Boost universities’ research capacity, experts tell State
By Mark Oloo | October 14th 2018
Research holds the key to unlocking the country’s potential, scholars say, amid renewed calls to have training institutions embrace innovation. This it was noted that would boost skills development.
International development experts, at a conference in Nairobi last week, want research in local universities sustained, and used to ensure policies are aligned with the country’s needs and socio-economic realities.
Addressing the forum, Agriculture PS Hamadi Boga acknowledges that despite minimal funding for research, the government was making efforts to ensure research systems are strengthened and incorporated within President Uhuru Kenyatta’s ‘big four’ agenda.
“African researchers should take a key role in ensuring top quality research is produced as owners of research often control the knowledge systems. It’s critical to map out research and institute mapping on the research agenda critical for national discourses,” he Prof Boga said.
The PS underscored the importance of researcher’s collaboration with political systems.
“We need to critically re-package and sustain conversations on innovative research methodologies for Kenya,” he added.
The Africa Sustainability Hub at the African Centre for Technology Studies (ACTS) in collaboration with the University of Sussex convened the meeting to discuss ways to ensure research uptake and collaborations are incorporated into development agenda of countries’ policies.
Dr Joanes Atela, head of Climate Change programme at ACTS said: “In Kenya, young scholars continue to develop innovative platforms that offer significant opportunities for the research agenda that seeks to enhance the development trajectory of the country.”
Atela said evidence-based research is the key to unlocking solutions to the country’s challenges.
Dr Richard Munang, the United Nations Environment Africa Regional Climate Change Programme coordinator said findings on climate change should be critically addressed. He called don countries to take the Paris agreement on climate change seriously. “Research should not be isolated from mainstream development as has been currently observed,’ said Munang.
Prof David Ockwell of the University of Sussex noted the importance of research collaborations across the continents as it offered great cross-learning opportunities for researchers to learn and engage.

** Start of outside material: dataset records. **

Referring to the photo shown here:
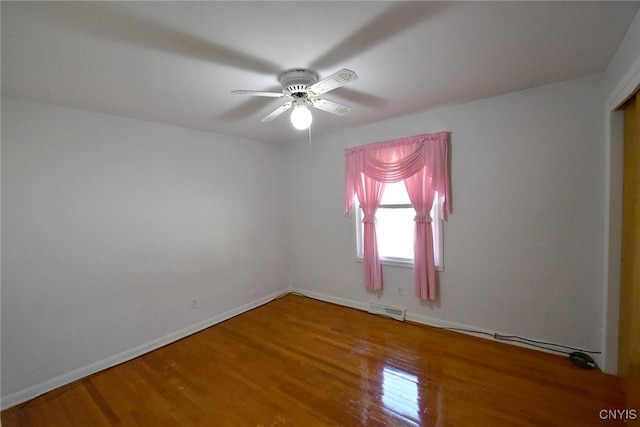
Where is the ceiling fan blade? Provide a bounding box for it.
[309,99,351,116]
[231,90,285,98]
[260,102,293,123]
[308,68,358,95]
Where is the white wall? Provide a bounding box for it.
[2,98,286,407]
[286,74,605,358]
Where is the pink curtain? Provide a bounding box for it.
[345,132,451,300]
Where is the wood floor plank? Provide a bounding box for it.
[2,295,640,427]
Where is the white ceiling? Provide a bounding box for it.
[1,1,640,142]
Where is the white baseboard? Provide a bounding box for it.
[291,289,600,364]
[0,288,292,410]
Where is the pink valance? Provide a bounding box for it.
[344,132,451,300]
[345,132,451,219]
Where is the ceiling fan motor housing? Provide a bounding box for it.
[280,70,318,97]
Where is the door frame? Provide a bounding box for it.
[600,57,640,375]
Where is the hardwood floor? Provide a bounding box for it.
[2,295,640,427]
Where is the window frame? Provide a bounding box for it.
[354,190,444,271]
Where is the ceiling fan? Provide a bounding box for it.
[231,68,358,130]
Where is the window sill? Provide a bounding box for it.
[356,257,444,271]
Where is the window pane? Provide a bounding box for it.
[380,181,411,205]
[376,208,415,259]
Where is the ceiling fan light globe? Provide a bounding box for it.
[291,105,313,130]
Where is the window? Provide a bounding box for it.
[354,181,444,271]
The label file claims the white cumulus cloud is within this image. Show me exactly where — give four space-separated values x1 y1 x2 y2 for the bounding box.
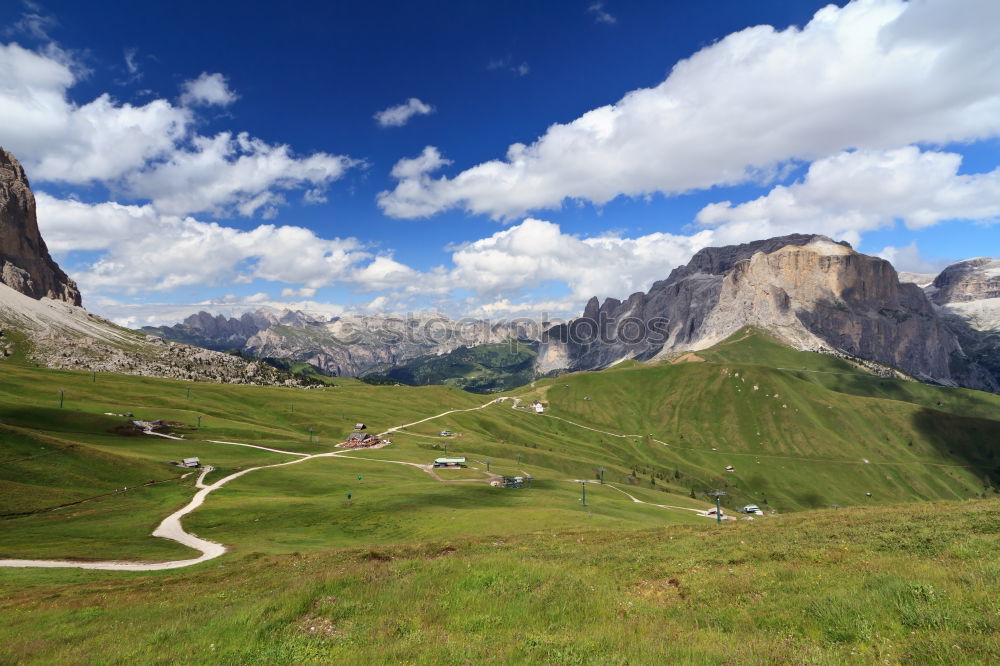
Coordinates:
379 0 1000 218
374 97 434 127
0 44 362 218
696 146 1000 244
180 71 239 106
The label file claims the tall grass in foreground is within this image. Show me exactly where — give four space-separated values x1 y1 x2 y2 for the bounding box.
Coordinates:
0 500 1000 664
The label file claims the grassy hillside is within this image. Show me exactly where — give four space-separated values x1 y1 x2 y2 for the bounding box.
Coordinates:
370 342 538 393
0 500 1000 664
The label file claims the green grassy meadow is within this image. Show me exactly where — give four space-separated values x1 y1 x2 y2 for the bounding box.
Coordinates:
0 331 1000 664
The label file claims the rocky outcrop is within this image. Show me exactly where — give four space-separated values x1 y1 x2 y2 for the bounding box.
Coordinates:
0 284 308 386
244 313 540 377
0 148 81 305
537 234 995 389
924 257 1000 392
928 257 1000 305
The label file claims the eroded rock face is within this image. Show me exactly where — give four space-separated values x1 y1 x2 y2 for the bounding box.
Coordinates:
705 239 961 381
930 257 1000 305
537 234 836 373
0 148 81 305
538 235 996 390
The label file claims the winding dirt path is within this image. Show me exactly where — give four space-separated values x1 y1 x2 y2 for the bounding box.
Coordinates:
0 396 508 571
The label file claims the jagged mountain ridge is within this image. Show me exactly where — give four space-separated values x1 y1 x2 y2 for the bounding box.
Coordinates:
0 148 305 385
143 309 540 376
537 234 1000 391
0 148 82 305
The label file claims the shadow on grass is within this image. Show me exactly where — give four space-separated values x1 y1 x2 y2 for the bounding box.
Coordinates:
913 408 1000 487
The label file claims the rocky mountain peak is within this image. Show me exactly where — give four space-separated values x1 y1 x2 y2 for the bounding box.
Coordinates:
537 234 1000 390
930 257 1000 305
0 148 81 305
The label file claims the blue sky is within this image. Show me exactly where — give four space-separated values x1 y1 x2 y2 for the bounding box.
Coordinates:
0 0 1000 325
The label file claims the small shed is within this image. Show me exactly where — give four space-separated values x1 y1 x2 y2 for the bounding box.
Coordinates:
434 456 465 467
347 432 378 447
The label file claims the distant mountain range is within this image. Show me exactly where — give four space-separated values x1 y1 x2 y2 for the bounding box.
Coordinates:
0 148 311 386
0 149 1000 392
537 234 1000 392
142 309 541 376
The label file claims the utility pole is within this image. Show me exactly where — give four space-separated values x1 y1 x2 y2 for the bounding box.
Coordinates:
705 490 729 525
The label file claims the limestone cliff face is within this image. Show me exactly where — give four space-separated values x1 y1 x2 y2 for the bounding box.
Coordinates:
929 257 1000 305
0 148 81 305
924 257 1000 393
537 235 996 390
702 239 961 382
536 234 836 373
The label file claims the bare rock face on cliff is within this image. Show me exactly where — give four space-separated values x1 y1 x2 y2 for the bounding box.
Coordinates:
538 234 995 390
924 257 1000 392
0 148 81 305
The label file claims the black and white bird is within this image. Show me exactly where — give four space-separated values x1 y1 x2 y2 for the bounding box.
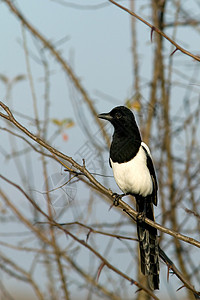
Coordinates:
98 106 159 290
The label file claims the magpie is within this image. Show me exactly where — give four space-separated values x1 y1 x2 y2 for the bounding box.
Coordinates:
98 106 159 290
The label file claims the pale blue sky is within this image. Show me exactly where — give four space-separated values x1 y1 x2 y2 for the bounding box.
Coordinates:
0 0 200 293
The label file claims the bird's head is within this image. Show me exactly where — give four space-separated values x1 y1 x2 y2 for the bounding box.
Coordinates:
98 106 135 128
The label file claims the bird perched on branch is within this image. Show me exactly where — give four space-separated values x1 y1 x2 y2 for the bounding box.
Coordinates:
98 106 159 290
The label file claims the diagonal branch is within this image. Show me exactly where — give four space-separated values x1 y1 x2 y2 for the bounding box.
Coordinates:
0 101 200 248
108 0 200 61
3 0 110 145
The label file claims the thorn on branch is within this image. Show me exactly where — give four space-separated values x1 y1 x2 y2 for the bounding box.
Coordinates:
83 158 85 169
86 229 92 243
176 285 185 292
97 262 105 281
135 288 142 294
170 48 179 56
151 26 156 42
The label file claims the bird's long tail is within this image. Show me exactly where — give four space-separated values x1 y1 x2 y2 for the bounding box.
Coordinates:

The meeting was convened after a 3-year project called the Pathways Network, funded by the International Science Council, which used ‘Transformation Lab’ (T-Lab) processes to explore transformations in society and ecology in six countries.
They looked at how different people understand problems and imagine new solutions.
In Kenya, the project looked at how mobile-enabled payments for solar power could work for poor people, exploring the barriers and opportunities for change in policy and practice.